My first encounter with photography was in 1945, when I was a first-grade elementary school student. One day an uncle, my mother's younger brother, came to our house with a camera. It was a Leica. It had an impressively solid feel, like nothing I had ever felt before. And I've never forgotten the unique sound of its focal-plane shutter.
In the upper grades of elementary school, I started taking photos with a Semi Pearl camera borrowed from another uncle. I also built my own darkroom and made three printers for contact printing around the same time. Later, in junior high school, I entered a local photography contest and won a prize. I thought photography was such fun!
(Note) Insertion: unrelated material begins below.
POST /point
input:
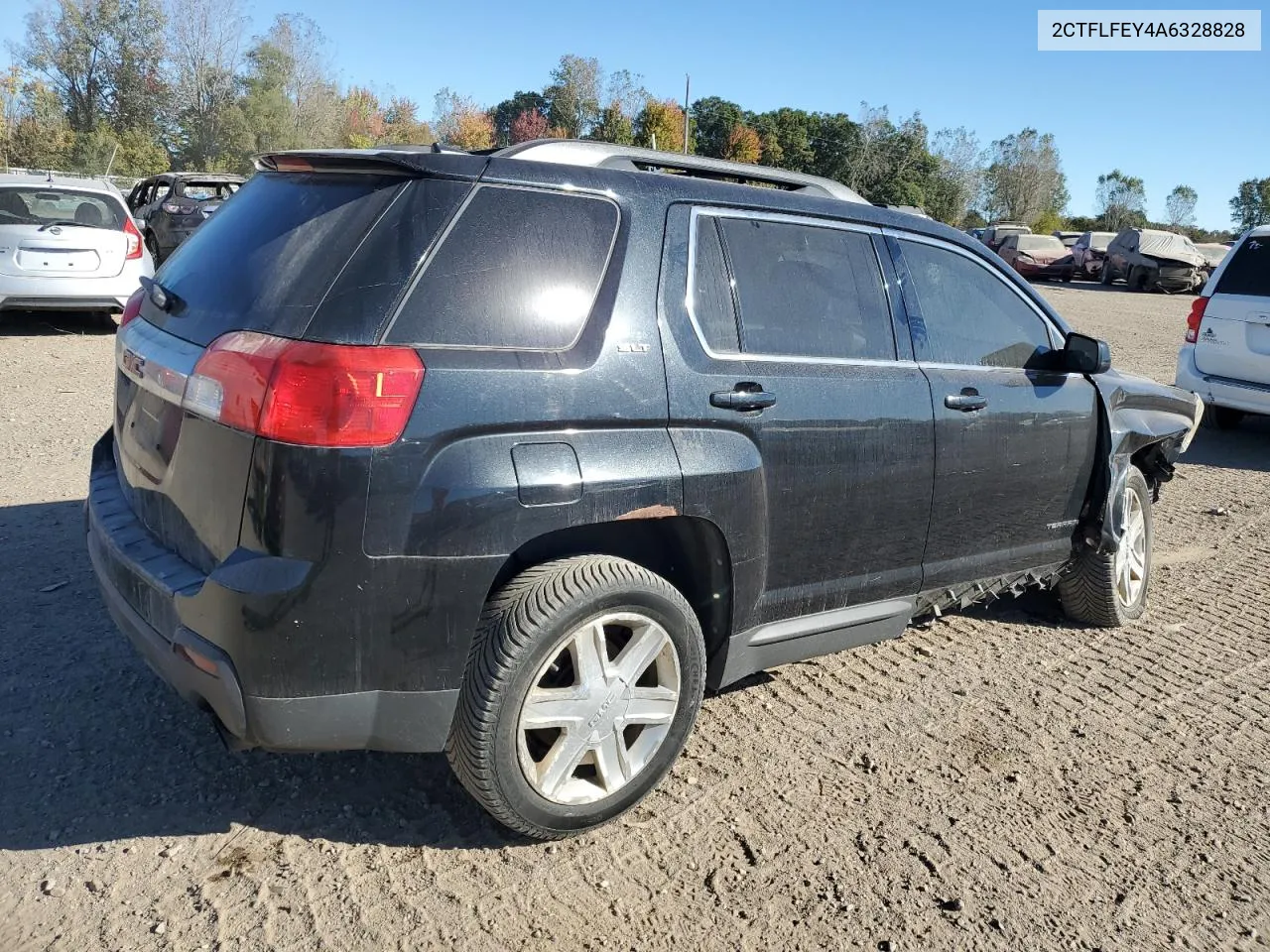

But I felt I really wanted to be a painter, so after high school, I enrolled in Aichi Gakugei University's Art Department. Then, just before I was about to graduate, I fell ill with the measles and had to stay in bed for a week. Although I had already decided to take a job as a junior high school teacher after graduating, and even knew which school I would be teaching at, on my sickbed I kept remembering the Leica I had held as a child - the way it felt and sounded. And I began to realize that photography, rather than teaching, was my true calling. It was a truly decisive moment in my life. Urgently wanting to act on my decision, I persuaded my parents, the university, and the prefectural board of education, and left for Tokyo the day after the graduation ceremony, suitcase in hand, so I could take the entrance exam for a photographic college.
Unfortunately, though, the college turned me down, saying that admissions had already been closed. But after I spent two hours of persuading the person in charge, they decided to make a rare exception, and accepted me even though I hadn't taken an entrance exam. I don't believe anyone, before or since, has ever entered the college without taking the exam.
After graduating, I got a job at an advertising company dealing with commercial film production. I really loved the cinema, and over a period of three years, I spent almost every weekend at movie theaters, seeing as many as 103 films in a year. As a result, I came to understand the difference between still photos and movies, and the camerawork that each requires.